Stacey Abrams, the Democratic candidate for governor of Georgia, pitched abortion as a solution to voters’ concerns about inflation on Wednesday, explaining to Morning Joe viewers that “having kids is why you’re worried about your gas price, it’s why you’re worried about how much food costs.”
Abrams, who lost the 2018 gubernatorial election to incumbent Republican Brian Kemp, was responding to a question about what she would do to address inflation.
“While abortion is an issue, when it’s nowhere near the voters’ interest relative to the cost of gas, food, bread, milk…what can you do as governor to address the concerns of Georgia voters about these viability, daily, hourly problems that they are faced with?” Abrams was asked.

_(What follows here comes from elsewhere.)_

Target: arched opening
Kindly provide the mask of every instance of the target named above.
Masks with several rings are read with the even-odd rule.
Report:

“You can’t divorce being forced to carry an unwanted pregnancy from the economic realities of having a child,” countered Abrams, who argued that “we don’t have the luxury of reducing that or separating them.”
She did not offer specific policy solutions to rising prices beyond making abortion more freely available in the state, instead offering only that “a governor can address housing prices, a governor can address the cost of education, a governor can put money into the pockets of everyday hardworking Georgians instead of giving tax breaks to the wealthy.”
“But let’s not pretend that women – half the population – especially of childbearing age, they understand that having a child is absolutely a financial problem. Only politicians see it as another cultural conversation,” she added.
The Democrats have emphasized abortion in the run-up to the midterm elections in November. A recent analysis found that a third of Democratic ad spending in September was on the issue, despite a New York Times/Siena College poll released earlier this week shows that only 5 percent of voters — whether pro-life or pro-choice — say it is the most important issue facing the country.
Twenty-six percent identified the economy as the most important issue, while 18 percent said it was inflation. Independent women polled favored the GOP over Democrats by an 18-point margin.
In response to Abrams’ comments online, Kemp’s communications director said the governor’s plan to address inflation included a gas tax suspension, a billion-dollar tax refund and a property tax rebate.
Abrams lost by less than two points to Kemp in 2018, a Democratic surge year, and refused to concede, citing unproven voter suppression. She is expected to be defeated by a larger margin in their rematch; that RealClearPolitics the average of the race’s polls shows Kemp with a 5.6 point lead.